Acomodar-se a essa situação é condenar definitivamente àqueles que estudam nas escolas públicas de primeiro e segundo graus a buscarem empregos de segunda classe, sem possibilidades de competir com os demais pelas vagas das universidades públicas de qualidade. 

De alguma maneira, alunos e professores têm que ser corresponsáveis pelo sucesso de todo o sistema educacional. E não há outra maneira de se quebrar o ciclo da mediocridade a não ser por mecanismos que forcem a cobrança mútua dos dois maiores envolvidos e interessados na melhoria de qualidade da educação. 

Diante disso, sugerimos que se vá um passo além das iniciativas propostas atualmente pelo MEC: a implantação de um exame nacional obrigatório de suficiência para que o aluno tenha direito a algum diploma. Começaria pelo ensino fundamental e se estenderia ao ensino médio. Com isso, em poucos anos, nenhum diploma no Brasil seria expedido sem a garantia de que o estudante domina, razoavelmente, os conteúdos mínimos pelos quais aquele grau de ensino é responsável.

Nem precisamos listar aqui os argumentos contrários a uma proposta como esta. Todos conhecemos os velhos chavões. Eles poderão facilmente ser utilizados para tentar, mais uma vez, fazer com que nada mude.

Mas o que aqui se propõe – um exame de suficiência e a volta aos bancos escolares dos alunos que não obtiverem o resultado mínimo – fundamenta-se na crença de que nada mudará no Brasil enquanto avaliações educacionais que mostram o fracasso das nossas escolas não tiverem consequências concretas: os governos estaduais e municipais transferem as culpas e responsabilidades uns aos outros e o governo federal tem pouco poder sobre esses sistemas de ensino.

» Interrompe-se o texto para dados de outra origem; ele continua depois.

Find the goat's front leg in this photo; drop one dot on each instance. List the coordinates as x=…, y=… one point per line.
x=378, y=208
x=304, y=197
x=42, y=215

Num tal contexto, só uma prova de caráter nacional com a divulgação (sim senhor!) dos resultados por escola, por município, por estado, dará direito ao aluno de ter seu diploma validado, podendo o aluno reprovado fazer o exame quantas vezes fosse preciso. Não mais teríamos diplomados analfabetos funcionais, escolas e professores faz de conta que não sabem ensinar e não se sentem crresponsáveis pelo fracasso dos alunos, e os políticos teriam que passar a prestar contas, de fato, a alguém.

Uma tal medida fará com que pais e alunos – enfim a sempre preterida sociedade civil “não organizada” – com medo de que seus filhos passem anos na escola e depois não consigam ter o diploma, talvez se engajem numa campanha pela efetiva qualificação do ensino brasileiro. Vão pressionar governos e escolas privadas – aí sim – a investirem mais nos professores, nos processos, na infraestrutura etc. Ao se cobrarem resultados, os responsáveis passam a procurar soluções efetivas.

            Esta proposta não busca culpados, nem abnegados. Também não tem a ilusão de ser remédio para todos os males, mas pode ajudar a reverter o quadro da educação brasileira sobre o qual o único consenso de que se dispõe é negativo: pior do que está, não pode ficar!”